The Wound triumphs at 61st BFI London Film Festival

The Wound triumphs at 61st BFI London Film Festival

It’s not since the film Tsotsi won the Foreign Language Oscar in 2006 that a South African film has scored so well on an international marketplace as The Wound (Inxeba), a searing drama about Xhosa men and circumcision (ukwaluka). By Marianne Gray

Already selected to be South Africa’s entry for the Foreign Language Award at the next Oscars, this week The Wound won the London Film Festival’s prestigious First Feature Film Award and next week, on October 27th, it will open FILM AFRICA, London’s biggest celebration of African and African diaspora cinema.

I caught up with director, John Trengove, between screenings at the London Film Festival. It’s a project he’s been working on for the past six years with novelist Thando Mgqolozano, whose novel A Man Who is Not a Man the film is based on.

“The Wound was born out of a desire to push back against clichéd stereotypes of black masculinity perpetuated inside and outside African cinema,” the UCT and New York film school-trained Trengove, 39, told me.

“Most of the men who worked on the film were non-actors and initiated and the musician Nakhane Toure was cast to play the guide to Kwanda, a city boy from Johannesburg, sent by his father to be toughened up through this rite of passage into manhood.”

They shot in Atteridgeville at the Cradle of Humankind, not the traditional Eastern Cape Mountains, where Xhosa boy initiates (amaqueta) continuously mark the transition from boyhood to manhood with an initiation ceremony followed by a time of isolation.

Twice a year, groups of initiates in their late adolescence leave their communities to live in secluded camps where they are ritually circumcised and mentored by young men from their communities. Increasingly, the practice faces mounting criticism for reasons of safety and relevance, although it remains a cornerstone of traditional Xhosa culture and is considered a defining event of a man’s life.

While Xhosa men are forbidden to speak openly of their experience of Ukwaluka, Nelson Mandela famously broke the secrecy taboo by describing his initiation in his autobiography, Long Walk To Freedom.

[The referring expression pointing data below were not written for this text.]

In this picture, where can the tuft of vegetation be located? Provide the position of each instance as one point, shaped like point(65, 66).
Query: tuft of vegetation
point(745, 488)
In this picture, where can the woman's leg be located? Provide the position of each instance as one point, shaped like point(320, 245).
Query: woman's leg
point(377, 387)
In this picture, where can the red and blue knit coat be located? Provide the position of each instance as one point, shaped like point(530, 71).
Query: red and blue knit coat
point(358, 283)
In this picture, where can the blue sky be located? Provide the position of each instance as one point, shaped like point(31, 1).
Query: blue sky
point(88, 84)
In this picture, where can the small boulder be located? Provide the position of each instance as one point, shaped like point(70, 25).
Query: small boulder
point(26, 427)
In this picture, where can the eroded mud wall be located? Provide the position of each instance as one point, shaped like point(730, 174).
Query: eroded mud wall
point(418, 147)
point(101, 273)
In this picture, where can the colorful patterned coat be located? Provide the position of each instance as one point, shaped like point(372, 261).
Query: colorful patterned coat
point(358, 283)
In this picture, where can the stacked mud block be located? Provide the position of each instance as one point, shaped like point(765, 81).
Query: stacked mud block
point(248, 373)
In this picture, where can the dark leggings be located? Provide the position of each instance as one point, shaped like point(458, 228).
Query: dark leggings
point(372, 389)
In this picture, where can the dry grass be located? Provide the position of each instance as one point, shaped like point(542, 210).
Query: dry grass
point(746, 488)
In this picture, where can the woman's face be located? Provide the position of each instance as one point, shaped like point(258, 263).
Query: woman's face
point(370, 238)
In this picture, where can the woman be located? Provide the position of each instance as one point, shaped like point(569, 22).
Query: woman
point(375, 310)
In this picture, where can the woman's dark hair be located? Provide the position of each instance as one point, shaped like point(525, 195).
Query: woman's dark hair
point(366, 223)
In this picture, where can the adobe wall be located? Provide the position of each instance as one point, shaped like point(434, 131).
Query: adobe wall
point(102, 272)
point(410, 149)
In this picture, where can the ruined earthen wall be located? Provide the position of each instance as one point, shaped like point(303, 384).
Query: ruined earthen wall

The film is made on an internationally-raised budget of R11mil. It premiered at the Sundance and Berlin Film Festivals where the reaction was striking and controversial, and its awards are building up.

“Next month I go to Los Angeles to campaign for the film and canvas the Oscar voters,” says Trengove. “This film has been the most rewarding and difficult thing I’ve ever done and its acceptance has been a massive high for all of us.”